A escala real do Brasil também está fora das capitais. Mais da metade da população brasileira está concentrada em apenas 387 municípios, dentro de um universo de mais de 5,5 mil cidades. Existem 48 cidades com mais de 500 mil habitantes, que concentram cerca de 31% da população, e outras 339 cidades entre 100 mil e 500 mil habitantes, que reúnem mais 27%.
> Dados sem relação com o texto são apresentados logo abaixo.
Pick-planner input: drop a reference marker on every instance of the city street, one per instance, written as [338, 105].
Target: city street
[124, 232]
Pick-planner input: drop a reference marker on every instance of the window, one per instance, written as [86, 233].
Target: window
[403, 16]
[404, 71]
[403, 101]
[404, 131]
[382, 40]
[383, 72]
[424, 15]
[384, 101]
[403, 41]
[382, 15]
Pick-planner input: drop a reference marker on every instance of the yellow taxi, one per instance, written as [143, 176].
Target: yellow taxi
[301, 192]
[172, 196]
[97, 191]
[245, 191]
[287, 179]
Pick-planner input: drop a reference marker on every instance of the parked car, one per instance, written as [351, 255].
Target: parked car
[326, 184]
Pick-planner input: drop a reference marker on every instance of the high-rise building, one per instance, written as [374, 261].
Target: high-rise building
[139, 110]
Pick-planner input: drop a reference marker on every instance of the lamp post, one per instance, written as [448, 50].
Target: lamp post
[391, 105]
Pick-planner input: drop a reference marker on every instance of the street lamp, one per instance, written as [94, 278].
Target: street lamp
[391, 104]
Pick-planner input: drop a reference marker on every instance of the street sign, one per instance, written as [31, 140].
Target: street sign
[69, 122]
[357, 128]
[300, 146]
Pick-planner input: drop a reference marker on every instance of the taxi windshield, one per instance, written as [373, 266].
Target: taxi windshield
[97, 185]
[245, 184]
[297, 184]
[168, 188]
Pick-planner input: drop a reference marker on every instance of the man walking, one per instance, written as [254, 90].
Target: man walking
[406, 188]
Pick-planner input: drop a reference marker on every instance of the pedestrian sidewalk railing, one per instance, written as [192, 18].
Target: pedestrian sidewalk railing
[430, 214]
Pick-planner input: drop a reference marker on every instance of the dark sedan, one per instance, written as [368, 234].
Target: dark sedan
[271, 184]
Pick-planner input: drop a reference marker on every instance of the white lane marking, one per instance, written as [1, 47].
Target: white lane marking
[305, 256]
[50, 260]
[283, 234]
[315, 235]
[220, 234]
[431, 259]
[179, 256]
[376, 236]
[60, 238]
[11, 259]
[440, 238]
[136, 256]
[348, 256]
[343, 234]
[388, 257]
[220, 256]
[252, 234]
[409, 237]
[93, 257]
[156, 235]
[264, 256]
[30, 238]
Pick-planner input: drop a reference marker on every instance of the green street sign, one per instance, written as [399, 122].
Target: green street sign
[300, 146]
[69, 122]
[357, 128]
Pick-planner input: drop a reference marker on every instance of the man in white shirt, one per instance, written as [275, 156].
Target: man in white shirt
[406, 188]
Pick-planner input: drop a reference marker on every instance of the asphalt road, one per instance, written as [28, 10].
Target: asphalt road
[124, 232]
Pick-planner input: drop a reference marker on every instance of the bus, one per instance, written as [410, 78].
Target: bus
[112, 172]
Grande parte dessas cidades atua como polos regionais urbanos, com centralidade funcional bem definida para atender as pequenas cidades do entorno, aquelas com menos de 50 mil habitantes, que representam mais de 70% dos municípios brasileiros. Esses polos concentram fluxo pendular intermunicipal, consumo regionalizado e decisão de compra assistidas. É neles que se organiza a vida econômica cotidiana de milhões de brasileiros. A escala no Brasil está nesses territórios, onde a presença das marcas pode ser contínua, reconhecida e integrada ao cotidiano das pessoas.

Isso ajuda a compreender por que a mídia regional vai além de ações pontuais. Ela não é complemento, mas arquitetura de presença territorial. Na prática, isso significa utilizar o OOH para construir alcance físico, o rádio para sustentar frequência, a mídia impressa e digital local para validação institucional da marca e o carro de som para gerar awareness, uma combinação que produz domínio territorial, lembrança sustentada e eficiência contínua. Não se trata de aparecer mais, mas de estar presente de forma consistente.

Esse modelo também amplia a aderência ao varejo regional e a estruturas descentralizadas, como franquias. Permite respeitar sazonalidades locais, adaptar mensagens por território e gerar uma percepção genuína de apoio ao comércio e à economia locais. Marca forte nacionalmente é, antes de tudo, marca forte localmente.

Para agências e profissionais de mídia, os mercados regionais resgatam o papel estratégico do planejamento. A conversa deixa de ser apenas sobre custo e passa a ser sobre entrega, previsibilidade e resultado. Planejar mídia regional exige leitura territorial, entendimento de fluxos e domínio dos canais físicos e locais, reduzindo riscos operacionais e a dependência exclusiva de plataformas digitais voláteis. É compreender que um painel de LED é mais que um mobiliário para divulgação, a locais que chega a ser ponto de referência ou “turístico”.

O Brasil real vive, circula e consome fora das capitais. Entender essa diversidade é mais do que uma questão de leitura social: trata-se de uma oportunidade concreta de construir marcas mais próximas, mais relevantes e mais eficientes. E, em mídia, quem entende o território constrói resultado.